Welsh Labor leader Mark Drakeford looks set to dominate local politics for the foreseeable future

The Labor Party in Wales has retained power after winning 30 of the 60 available seats in the Welsh Senedd (Parliament).

The Conservative Party came second in the Senedd election with 16 seats, while the Welsh nationalist party Plaid Cymru trailed closely behind in third place with 13 seats. 

The Welsh Liberal Democrats finished a distant fourth by managing to secure only one seat in the Senedd.

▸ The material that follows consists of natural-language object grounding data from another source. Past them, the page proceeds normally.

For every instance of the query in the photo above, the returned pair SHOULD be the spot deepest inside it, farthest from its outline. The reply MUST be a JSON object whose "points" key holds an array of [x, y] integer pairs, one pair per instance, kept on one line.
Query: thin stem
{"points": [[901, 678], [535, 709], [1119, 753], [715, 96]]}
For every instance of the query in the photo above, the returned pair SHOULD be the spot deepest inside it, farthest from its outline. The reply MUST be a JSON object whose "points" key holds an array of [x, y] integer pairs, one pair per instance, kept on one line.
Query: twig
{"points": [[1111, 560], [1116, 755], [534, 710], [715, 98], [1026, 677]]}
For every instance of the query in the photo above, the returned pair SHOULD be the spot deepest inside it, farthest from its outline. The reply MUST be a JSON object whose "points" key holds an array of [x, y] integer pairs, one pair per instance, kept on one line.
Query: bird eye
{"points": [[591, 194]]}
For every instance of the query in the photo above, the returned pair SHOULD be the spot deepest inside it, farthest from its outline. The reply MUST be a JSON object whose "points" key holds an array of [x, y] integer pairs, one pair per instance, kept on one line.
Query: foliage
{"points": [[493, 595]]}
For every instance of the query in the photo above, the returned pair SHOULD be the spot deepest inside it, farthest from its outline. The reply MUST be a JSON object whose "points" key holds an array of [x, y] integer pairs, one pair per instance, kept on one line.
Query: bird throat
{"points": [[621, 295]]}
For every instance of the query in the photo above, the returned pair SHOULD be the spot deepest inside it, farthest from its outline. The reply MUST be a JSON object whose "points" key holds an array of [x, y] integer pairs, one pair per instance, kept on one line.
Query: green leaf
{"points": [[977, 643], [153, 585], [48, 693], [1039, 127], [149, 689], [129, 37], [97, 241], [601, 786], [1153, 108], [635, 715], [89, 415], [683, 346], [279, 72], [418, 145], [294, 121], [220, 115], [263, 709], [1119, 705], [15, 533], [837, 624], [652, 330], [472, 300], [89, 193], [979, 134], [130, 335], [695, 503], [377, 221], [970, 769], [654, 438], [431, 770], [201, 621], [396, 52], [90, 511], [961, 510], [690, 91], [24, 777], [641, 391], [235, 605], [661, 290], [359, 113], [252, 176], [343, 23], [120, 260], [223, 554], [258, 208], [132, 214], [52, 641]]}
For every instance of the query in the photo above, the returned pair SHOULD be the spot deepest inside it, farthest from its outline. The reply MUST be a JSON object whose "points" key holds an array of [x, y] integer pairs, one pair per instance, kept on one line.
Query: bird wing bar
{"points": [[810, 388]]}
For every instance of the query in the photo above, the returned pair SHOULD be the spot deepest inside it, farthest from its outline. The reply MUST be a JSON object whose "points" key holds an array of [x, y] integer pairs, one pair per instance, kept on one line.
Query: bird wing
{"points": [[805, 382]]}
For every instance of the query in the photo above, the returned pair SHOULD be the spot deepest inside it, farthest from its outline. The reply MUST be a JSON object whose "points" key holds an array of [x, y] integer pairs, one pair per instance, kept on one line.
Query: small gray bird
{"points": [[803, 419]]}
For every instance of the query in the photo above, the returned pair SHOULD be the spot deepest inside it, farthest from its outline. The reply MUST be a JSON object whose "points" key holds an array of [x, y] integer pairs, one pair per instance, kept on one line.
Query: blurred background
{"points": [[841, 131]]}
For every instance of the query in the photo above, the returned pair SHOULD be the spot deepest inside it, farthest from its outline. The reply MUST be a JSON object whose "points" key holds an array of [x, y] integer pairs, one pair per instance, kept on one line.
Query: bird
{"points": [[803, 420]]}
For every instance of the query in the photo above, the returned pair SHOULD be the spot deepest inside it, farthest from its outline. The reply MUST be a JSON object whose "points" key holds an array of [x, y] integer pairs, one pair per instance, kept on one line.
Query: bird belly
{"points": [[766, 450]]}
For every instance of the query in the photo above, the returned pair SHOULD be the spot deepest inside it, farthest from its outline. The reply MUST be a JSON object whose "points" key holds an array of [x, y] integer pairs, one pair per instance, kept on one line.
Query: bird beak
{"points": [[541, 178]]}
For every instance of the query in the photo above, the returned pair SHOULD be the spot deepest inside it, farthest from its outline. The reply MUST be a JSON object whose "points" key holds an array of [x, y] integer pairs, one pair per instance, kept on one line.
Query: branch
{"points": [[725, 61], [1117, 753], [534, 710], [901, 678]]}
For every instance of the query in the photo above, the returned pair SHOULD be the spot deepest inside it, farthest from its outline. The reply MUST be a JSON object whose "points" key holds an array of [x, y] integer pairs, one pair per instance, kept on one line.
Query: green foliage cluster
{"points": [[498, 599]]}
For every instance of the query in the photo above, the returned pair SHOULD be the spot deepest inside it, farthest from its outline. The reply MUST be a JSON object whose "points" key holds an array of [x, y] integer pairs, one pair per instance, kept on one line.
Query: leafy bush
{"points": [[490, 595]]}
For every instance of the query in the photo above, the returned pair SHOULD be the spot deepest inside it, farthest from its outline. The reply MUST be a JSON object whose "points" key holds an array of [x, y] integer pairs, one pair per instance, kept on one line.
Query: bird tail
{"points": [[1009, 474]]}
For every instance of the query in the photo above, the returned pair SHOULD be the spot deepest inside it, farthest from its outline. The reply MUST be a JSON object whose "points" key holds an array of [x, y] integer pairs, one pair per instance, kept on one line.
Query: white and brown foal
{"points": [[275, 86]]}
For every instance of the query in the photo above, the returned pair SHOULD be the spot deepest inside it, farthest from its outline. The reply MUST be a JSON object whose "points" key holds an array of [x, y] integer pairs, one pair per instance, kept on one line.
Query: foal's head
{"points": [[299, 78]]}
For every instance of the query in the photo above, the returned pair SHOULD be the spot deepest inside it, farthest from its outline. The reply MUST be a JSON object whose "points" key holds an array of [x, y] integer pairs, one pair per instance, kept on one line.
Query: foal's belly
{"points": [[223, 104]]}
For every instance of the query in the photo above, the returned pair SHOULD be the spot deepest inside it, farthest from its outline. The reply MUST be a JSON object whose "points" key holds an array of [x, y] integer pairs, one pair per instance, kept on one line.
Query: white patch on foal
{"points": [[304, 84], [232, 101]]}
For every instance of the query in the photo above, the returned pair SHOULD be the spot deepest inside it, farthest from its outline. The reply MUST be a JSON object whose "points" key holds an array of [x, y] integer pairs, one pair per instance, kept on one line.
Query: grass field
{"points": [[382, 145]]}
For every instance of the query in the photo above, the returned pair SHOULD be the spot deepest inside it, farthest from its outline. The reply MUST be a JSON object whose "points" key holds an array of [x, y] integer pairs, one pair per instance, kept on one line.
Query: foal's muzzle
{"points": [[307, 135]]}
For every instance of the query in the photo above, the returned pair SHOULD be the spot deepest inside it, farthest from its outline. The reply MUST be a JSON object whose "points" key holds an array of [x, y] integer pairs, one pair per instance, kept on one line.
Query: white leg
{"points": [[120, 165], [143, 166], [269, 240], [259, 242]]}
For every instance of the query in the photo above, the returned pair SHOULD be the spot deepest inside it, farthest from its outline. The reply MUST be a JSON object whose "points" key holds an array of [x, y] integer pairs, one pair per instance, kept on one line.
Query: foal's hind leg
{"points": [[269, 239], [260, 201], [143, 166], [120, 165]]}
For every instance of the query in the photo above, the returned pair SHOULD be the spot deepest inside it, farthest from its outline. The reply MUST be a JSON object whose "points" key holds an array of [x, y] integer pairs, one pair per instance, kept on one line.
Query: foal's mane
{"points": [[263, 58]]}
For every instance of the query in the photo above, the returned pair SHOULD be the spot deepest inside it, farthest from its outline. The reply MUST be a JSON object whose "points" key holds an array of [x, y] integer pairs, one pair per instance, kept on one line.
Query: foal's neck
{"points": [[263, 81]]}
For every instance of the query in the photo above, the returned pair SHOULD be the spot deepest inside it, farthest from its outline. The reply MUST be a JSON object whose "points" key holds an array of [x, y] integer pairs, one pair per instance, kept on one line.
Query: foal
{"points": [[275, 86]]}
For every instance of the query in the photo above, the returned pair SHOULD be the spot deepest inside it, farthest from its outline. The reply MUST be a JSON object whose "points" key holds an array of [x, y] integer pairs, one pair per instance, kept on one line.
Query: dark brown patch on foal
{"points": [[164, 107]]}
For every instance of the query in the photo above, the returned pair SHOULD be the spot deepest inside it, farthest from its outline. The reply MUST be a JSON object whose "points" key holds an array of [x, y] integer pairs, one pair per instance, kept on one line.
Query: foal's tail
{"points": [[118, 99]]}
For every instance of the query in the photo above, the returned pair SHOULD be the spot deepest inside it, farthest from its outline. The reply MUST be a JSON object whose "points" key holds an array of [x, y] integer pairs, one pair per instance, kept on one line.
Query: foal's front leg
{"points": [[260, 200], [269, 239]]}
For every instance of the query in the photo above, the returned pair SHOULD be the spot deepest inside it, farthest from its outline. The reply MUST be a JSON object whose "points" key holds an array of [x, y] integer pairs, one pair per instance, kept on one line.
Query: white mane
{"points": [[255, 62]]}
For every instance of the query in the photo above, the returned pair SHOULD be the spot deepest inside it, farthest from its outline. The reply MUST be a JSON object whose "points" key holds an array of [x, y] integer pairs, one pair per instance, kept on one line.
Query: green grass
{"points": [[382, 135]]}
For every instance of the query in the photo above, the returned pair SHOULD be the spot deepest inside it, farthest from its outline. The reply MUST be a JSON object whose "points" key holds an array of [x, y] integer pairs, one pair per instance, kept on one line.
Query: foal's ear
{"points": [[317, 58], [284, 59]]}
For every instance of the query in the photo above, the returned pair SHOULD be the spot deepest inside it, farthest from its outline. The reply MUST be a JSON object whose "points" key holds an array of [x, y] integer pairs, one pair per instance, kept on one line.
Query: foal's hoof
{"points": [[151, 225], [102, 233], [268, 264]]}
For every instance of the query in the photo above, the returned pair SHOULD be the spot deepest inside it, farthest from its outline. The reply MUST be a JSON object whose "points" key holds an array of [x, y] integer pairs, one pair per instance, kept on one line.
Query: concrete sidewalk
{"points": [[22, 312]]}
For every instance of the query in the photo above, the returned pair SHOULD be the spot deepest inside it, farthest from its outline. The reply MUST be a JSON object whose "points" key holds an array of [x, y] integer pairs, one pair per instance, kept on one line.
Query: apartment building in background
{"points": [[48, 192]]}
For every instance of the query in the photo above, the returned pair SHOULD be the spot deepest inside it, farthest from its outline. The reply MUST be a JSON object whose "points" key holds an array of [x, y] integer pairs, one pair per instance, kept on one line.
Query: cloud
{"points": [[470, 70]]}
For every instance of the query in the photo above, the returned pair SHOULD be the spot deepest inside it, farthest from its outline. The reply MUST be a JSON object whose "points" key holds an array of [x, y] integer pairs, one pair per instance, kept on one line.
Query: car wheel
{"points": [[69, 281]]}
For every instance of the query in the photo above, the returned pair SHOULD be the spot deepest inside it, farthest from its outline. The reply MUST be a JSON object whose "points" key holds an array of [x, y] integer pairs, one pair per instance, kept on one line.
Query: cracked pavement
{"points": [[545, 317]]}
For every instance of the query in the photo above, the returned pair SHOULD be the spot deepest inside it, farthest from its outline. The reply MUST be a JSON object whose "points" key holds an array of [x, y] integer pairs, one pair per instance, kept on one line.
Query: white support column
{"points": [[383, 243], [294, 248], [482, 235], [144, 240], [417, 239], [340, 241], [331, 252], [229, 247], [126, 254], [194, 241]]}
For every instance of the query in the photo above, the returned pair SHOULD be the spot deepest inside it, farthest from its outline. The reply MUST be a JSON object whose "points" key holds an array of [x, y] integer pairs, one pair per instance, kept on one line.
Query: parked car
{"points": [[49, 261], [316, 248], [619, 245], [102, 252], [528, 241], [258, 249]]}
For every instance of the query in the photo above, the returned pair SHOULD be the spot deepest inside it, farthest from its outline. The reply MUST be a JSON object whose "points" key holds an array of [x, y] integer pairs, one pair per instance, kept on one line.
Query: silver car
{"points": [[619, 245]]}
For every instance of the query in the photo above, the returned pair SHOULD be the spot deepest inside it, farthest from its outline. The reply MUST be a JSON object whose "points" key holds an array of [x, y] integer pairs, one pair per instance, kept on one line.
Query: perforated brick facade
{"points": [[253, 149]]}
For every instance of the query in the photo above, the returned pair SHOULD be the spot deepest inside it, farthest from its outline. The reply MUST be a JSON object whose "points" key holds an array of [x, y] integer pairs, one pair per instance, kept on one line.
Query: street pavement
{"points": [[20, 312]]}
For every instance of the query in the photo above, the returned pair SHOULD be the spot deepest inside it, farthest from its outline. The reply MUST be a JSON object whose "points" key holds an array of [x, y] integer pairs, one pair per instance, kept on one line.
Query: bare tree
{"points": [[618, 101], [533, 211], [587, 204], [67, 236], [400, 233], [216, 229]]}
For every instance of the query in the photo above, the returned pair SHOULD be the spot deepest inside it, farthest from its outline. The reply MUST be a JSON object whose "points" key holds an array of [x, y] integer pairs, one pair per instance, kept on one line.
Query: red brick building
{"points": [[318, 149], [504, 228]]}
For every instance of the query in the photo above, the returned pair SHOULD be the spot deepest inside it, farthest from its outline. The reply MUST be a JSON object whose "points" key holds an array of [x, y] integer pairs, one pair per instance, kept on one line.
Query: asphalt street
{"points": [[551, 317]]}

Although Labor is just one seat short of an outright majority, nonetheless its impressive victory means it has now held power in Wales – either as part of a coalition or a minority government – for the past 22 years.

Celebrating Labor’s best ever election result in Wales, party leader, Mark Drakeford, pledged that the next Welsh government would be both “radical” and “ambitious”.  

Meanwhile, a leading Labor MS (Member of the Senedd), Huw Irranca Davies, who has been re-elected in Ogmore, told BBC Wales (May 08) that it was now possible the party “could say we will now go it alone and govern in the interests of the people in Wales as Welsh Labor”.  

"To actually take 30 seats is quite a remarkable achievement and I don't think you will find anyone who said they saw this one coming", Davies proclaimed.

The prospect of Labor governing alone has also been implicitly raised by the Welsh Liberal Democrats after their leader, Jane Dodds, who has won the party’s only seat in the Senedd, said she will not be seeking a ministerial portfolio, unlike her predecessor Kirsty Williams.